Homeowners whose trees were cut down, often without warning, were supposed to be given a $100 debit card to a Wal-Mart garden center for the first tree removed from their property and $55 in cash for every other under a $50 million canker eradication compensation program. But homeowners complained that healthy trees were removed and they often never saw any of that money.
Homeowners took the state to court, persuaded judges to issue injunctions and effectively stalled the eradication program between 2000 and 2004.
The Florida Department of Agriculture now blames that delay on the spread of canker to some 200,000 additional trees, a problem that was accelerated when four hurricanes blew through the state.
The Florida Supreme Court upheld the eradication program in 2004 and the agency resumed tree removal, but the problem was so extensive that by 2006, the U.S. Department of Agriculture withdrew its funding of the eradication program because it was deemed unsuccessful.

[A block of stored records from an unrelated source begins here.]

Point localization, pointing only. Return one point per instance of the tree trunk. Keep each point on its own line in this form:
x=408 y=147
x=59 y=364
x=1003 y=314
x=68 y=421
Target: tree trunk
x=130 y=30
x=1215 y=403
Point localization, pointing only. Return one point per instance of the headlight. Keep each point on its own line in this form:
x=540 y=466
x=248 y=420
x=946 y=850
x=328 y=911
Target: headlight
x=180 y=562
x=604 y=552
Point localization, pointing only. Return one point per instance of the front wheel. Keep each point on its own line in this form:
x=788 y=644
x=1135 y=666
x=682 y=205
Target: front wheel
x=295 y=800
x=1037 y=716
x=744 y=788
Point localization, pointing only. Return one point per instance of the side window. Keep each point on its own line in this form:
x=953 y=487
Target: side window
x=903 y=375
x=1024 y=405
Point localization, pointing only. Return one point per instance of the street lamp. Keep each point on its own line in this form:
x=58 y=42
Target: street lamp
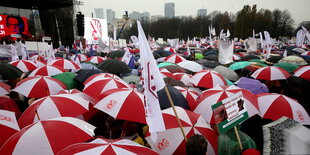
x=125 y=16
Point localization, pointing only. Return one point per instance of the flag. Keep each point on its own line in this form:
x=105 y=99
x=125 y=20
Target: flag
x=152 y=83
x=126 y=57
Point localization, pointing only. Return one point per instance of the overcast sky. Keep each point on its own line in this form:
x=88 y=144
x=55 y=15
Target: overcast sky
x=299 y=9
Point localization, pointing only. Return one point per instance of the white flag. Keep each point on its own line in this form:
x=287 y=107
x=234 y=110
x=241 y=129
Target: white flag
x=152 y=83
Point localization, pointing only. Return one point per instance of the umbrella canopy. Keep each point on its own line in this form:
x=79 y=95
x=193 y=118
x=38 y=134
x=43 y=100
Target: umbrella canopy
x=95 y=59
x=176 y=96
x=95 y=88
x=171 y=140
x=239 y=65
x=207 y=79
x=174 y=58
x=165 y=64
x=8 y=125
x=191 y=65
x=24 y=65
x=81 y=57
x=289 y=67
x=67 y=78
x=183 y=77
x=65 y=64
x=49 y=136
x=47 y=70
x=84 y=74
x=255 y=86
x=227 y=73
x=116 y=54
x=274 y=141
x=303 y=72
x=274 y=106
x=114 y=66
x=217 y=94
x=4 y=89
x=107 y=146
x=9 y=72
x=190 y=95
x=60 y=105
x=125 y=104
x=39 y=86
x=271 y=73
x=294 y=60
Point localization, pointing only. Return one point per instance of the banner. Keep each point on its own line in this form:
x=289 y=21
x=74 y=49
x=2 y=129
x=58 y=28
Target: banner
x=95 y=27
x=14 y=26
x=230 y=112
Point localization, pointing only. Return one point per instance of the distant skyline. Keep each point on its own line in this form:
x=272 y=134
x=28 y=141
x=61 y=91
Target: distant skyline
x=298 y=8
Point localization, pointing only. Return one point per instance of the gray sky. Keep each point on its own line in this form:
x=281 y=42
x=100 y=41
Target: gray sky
x=299 y=9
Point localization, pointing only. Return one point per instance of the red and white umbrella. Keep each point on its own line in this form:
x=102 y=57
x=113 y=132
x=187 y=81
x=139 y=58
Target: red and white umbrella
x=190 y=95
x=8 y=125
x=184 y=78
x=4 y=89
x=125 y=104
x=174 y=58
x=166 y=73
x=39 y=86
x=217 y=94
x=95 y=59
x=24 y=65
x=48 y=137
x=171 y=140
x=40 y=63
x=81 y=57
x=96 y=88
x=107 y=146
x=208 y=79
x=65 y=64
x=100 y=76
x=61 y=105
x=274 y=106
x=47 y=70
x=271 y=73
x=303 y=72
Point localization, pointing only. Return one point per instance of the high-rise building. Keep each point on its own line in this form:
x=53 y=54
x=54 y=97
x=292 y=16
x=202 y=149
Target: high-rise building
x=202 y=12
x=99 y=13
x=140 y=16
x=110 y=16
x=169 y=10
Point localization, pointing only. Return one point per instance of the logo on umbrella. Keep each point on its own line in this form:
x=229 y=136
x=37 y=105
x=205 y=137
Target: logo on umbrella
x=300 y=116
x=110 y=105
x=164 y=143
x=6 y=118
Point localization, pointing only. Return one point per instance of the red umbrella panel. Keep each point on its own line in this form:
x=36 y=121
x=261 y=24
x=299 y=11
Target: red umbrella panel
x=95 y=89
x=271 y=73
x=208 y=79
x=125 y=104
x=39 y=86
x=274 y=106
x=217 y=94
x=48 y=137
x=4 y=89
x=8 y=125
x=24 y=65
x=107 y=146
x=47 y=70
x=172 y=141
x=61 y=105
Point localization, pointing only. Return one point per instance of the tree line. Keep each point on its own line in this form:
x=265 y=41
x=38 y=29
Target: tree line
x=278 y=22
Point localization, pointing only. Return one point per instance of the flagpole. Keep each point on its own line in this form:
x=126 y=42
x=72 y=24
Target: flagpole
x=175 y=112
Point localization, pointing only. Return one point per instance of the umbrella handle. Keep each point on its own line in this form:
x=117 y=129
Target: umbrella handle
x=238 y=138
x=175 y=112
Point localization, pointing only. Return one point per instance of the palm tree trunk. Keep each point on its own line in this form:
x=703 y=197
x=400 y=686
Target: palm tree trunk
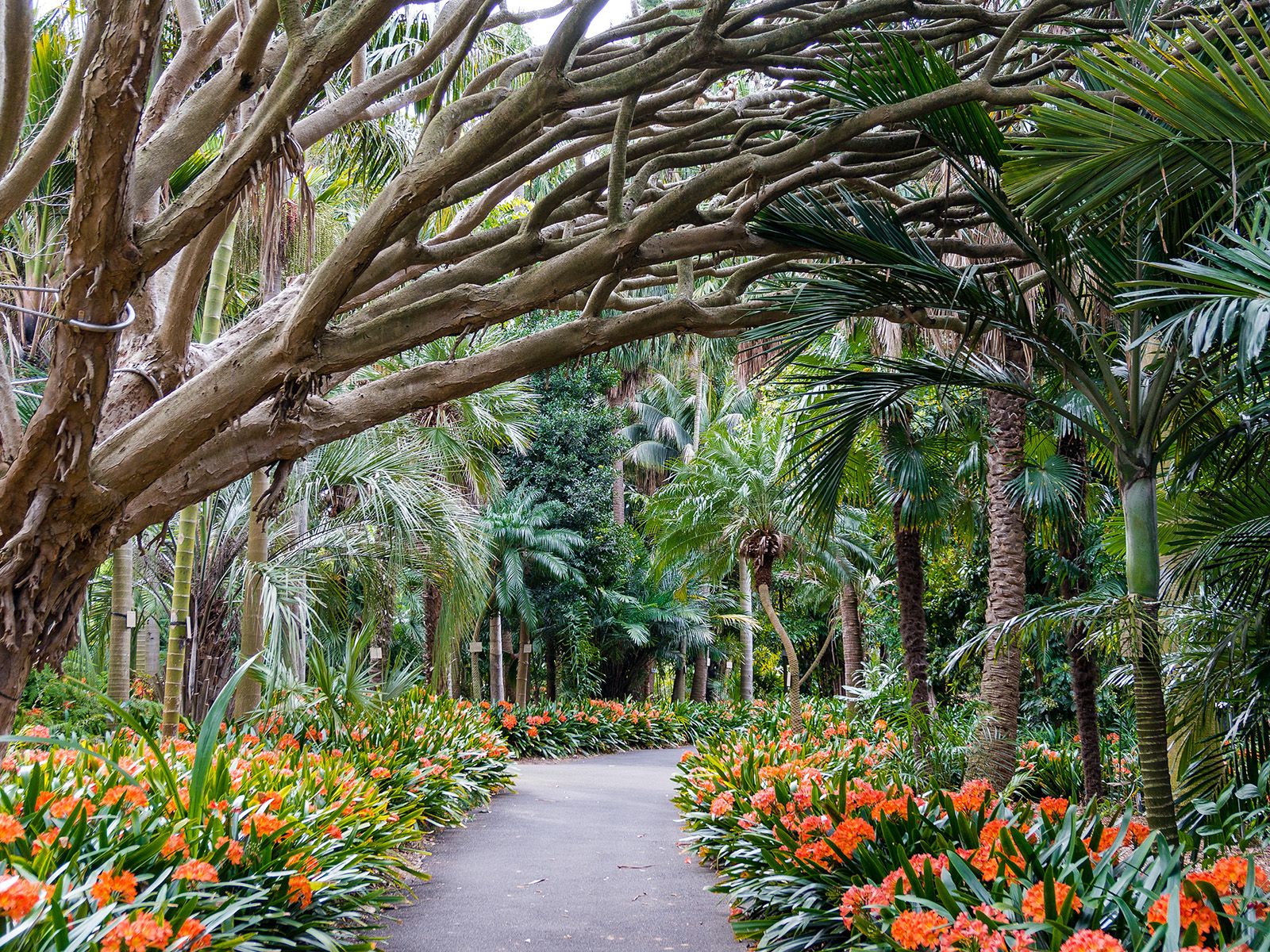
x=619 y=492
x=747 y=632
x=187 y=524
x=911 y=589
x=852 y=638
x=432 y=622
x=1142 y=575
x=1085 y=670
x=474 y=654
x=522 y=666
x=178 y=628
x=247 y=697
x=996 y=754
x=495 y=658
x=795 y=697
x=121 y=631
x=552 y=668
x=700 y=674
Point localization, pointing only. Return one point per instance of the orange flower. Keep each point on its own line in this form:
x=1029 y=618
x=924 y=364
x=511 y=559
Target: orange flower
x=196 y=871
x=10 y=829
x=918 y=930
x=264 y=825
x=300 y=890
x=18 y=895
x=851 y=833
x=64 y=808
x=1034 y=900
x=1054 y=808
x=139 y=935
x=1091 y=941
x=233 y=852
x=192 y=935
x=110 y=885
x=130 y=793
x=1193 y=913
x=175 y=843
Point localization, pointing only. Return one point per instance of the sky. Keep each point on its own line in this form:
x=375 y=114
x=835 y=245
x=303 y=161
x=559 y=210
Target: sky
x=614 y=12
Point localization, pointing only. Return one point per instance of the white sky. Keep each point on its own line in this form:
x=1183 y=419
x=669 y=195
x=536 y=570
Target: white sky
x=614 y=12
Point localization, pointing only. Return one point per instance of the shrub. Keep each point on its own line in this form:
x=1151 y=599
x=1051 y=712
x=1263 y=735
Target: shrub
x=283 y=835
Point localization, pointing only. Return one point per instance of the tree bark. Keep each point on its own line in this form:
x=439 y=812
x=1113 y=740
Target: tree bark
x=522 y=666
x=620 y=492
x=1083 y=666
x=1142 y=577
x=795 y=697
x=247 y=697
x=747 y=631
x=495 y=658
x=431 y=622
x=852 y=638
x=121 y=632
x=700 y=674
x=474 y=655
x=911 y=589
x=996 y=754
x=552 y=668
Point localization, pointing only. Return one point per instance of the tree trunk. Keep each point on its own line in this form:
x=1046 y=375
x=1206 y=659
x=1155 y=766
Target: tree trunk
x=178 y=628
x=1142 y=575
x=620 y=492
x=747 y=631
x=431 y=622
x=474 y=649
x=911 y=589
x=552 y=668
x=795 y=698
x=996 y=754
x=852 y=638
x=247 y=697
x=700 y=674
x=495 y=658
x=121 y=631
x=187 y=526
x=1085 y=670
x=300 y=647
x=522 y=666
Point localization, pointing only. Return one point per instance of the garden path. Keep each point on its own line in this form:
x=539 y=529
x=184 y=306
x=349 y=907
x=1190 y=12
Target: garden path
x=582 y=856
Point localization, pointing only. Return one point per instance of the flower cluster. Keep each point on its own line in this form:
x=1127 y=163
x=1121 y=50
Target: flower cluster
x=281 y=829
x=595 y=727
x=822 y=844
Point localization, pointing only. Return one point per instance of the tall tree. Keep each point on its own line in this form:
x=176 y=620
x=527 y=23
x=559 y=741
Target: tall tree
x=107 y=455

“There’s no cure for canker and the only method of control is removing the tree,” Smith of DACS told the Senate committee. The canker outbreak cost the Florida citrus industry $194 million in economic losses, he said.
Sen. Wilton Simpson, a Republican egg farmer from Trilby, warned that he is not likely to support much of the payments to homeowners. He told the Senate committee that he considers Broward County’s lawsuit “part of this problem” because the injunction ordered by the judge delayed the eradication program in the early 2000s.
“Because they created probably the vast majority of this problem maybe we should get them to pay for most of it,” Simpson said.